Well, they loaded it up with something, that's for sure. After listening to this a decent number of times, I bit the bullet and refaced "Blooddrunk" and "Are you Dead Yet?" to help me compare and contrast: "I Worship Chaos" is certainly the superior album in every regard next to those aforementioned dumps. It feels like a more comprehensive product from Children of Bodom, although calling it passable or even halfway decent is a wide stretch. "I Worship Chaos," digging into the meat and potatoes here, conjures an incongruous glimpse of the bedlam Children of Bodom allegedly praises; it is an unadventurous, wishy-washy product from a band that should have access to numerous creative tools and approaches. Children of Bodom is essentially a Gordon Ramsay who refuses to cook anything but hot pockets.
I've found it difficult to pigeonhole Children of Bodom's sound, despite their using customs of this and knacks for that. This ends up giving "I Worship Chaos" room to feel out the depth of the group's artistic reach; it just so happens their ventures aren't worthwhile. The melodic death stomps of "I Hurt" and the title track are almost on another planet compared to the atmospheric undertones and careful arrangements of "All for Nothing" and "Prayer for the Afflicted." The former group shows Children of Bodom throwing a musical tantrum, stomping around simple, angst-ridden grooves and bits that sound juvenile and tedious; the latter excavates some meaningful songwriting sections, although they are far from perfect. A serious issue is the band's inability to write compelling riffs. "Widdershins" and "Suicide Bomber" have alluring keyboard measures and attractive shredding elements, but the foundation is soiled right off the bat by vapid guitar work which only manages to hook once in a blue moon.
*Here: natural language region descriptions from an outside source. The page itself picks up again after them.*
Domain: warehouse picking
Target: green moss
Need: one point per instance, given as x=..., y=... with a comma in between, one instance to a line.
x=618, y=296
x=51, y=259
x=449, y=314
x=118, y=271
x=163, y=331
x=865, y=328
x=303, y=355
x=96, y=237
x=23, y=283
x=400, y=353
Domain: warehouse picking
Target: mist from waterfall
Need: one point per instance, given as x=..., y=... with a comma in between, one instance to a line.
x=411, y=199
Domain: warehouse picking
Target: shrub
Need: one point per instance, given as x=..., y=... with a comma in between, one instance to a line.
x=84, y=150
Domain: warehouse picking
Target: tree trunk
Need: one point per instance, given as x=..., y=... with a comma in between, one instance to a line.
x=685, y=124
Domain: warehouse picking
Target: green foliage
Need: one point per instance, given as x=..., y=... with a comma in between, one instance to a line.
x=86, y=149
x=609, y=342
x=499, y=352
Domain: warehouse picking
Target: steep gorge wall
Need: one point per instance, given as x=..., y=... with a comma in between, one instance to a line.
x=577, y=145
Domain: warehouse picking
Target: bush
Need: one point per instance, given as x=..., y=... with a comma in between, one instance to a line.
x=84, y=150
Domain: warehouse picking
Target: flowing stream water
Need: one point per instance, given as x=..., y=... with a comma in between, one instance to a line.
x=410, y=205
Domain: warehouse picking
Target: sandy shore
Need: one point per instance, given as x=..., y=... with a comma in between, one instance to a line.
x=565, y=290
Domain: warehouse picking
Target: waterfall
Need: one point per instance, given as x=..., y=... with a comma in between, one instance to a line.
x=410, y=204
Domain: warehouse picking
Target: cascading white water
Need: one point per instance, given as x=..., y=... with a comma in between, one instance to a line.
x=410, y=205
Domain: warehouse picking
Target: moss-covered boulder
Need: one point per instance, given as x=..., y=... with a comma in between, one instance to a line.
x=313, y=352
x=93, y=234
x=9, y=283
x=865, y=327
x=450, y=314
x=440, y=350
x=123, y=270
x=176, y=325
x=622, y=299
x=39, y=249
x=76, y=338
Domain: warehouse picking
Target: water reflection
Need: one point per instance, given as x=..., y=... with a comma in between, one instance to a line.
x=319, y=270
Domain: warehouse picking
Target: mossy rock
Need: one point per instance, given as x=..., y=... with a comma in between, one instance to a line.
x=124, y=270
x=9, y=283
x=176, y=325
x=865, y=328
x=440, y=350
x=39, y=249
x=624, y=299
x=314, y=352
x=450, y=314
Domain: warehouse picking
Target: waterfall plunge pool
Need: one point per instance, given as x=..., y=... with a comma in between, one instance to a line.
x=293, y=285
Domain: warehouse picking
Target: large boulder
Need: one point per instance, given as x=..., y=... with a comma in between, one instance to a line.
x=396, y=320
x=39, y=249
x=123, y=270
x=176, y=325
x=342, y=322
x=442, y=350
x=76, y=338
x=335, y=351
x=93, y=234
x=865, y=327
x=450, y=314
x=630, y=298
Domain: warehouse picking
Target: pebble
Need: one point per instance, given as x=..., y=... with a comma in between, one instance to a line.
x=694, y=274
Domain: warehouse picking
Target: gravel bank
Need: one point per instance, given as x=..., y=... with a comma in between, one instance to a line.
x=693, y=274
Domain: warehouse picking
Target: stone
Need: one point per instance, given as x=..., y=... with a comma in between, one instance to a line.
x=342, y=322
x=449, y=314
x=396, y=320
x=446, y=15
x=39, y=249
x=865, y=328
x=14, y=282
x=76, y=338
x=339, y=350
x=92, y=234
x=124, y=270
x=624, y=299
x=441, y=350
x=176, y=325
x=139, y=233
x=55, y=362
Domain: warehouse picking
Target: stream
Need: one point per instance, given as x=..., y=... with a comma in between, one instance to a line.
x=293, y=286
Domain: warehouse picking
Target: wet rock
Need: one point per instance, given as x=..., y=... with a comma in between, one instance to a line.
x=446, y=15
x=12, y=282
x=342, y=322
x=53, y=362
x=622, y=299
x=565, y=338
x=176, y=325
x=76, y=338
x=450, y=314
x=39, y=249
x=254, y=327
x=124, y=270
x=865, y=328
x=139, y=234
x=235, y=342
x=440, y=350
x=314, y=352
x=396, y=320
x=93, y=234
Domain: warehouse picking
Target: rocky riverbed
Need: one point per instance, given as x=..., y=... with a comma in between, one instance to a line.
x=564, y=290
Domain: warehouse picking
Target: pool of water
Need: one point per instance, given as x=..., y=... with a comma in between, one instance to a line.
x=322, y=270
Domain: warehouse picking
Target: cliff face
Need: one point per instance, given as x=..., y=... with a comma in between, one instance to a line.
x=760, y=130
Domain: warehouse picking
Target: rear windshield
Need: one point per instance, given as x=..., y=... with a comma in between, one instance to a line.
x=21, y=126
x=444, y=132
The shred-happy soloing guitars and keyboards are what end up saving "I Worship Chaos" from total drought. It's quite a marvel to hear the tradeoffs and raucous leads thrown everywhere, but the fact that they eclipse a whole album of material speaks volumes of the low quality used seemingly just to facilitate instrumental acrobatics. Laiho's vocals are the factor that hammered in the nail to make this just a mild, harmless listen. The man sounds like complete and utter ass, my god. His growls or shrieks or whatever they are come off as strained and forced, not to mention he spits out F-bombs as though contractually obliged to shroud the album in the everlasting presence of his inner douche. Laiho's voice hovering over the Children of Bodom shenanigans sums up "I Worship Chaos" perfectly: Dull, underwhelming, and a trifle annoying.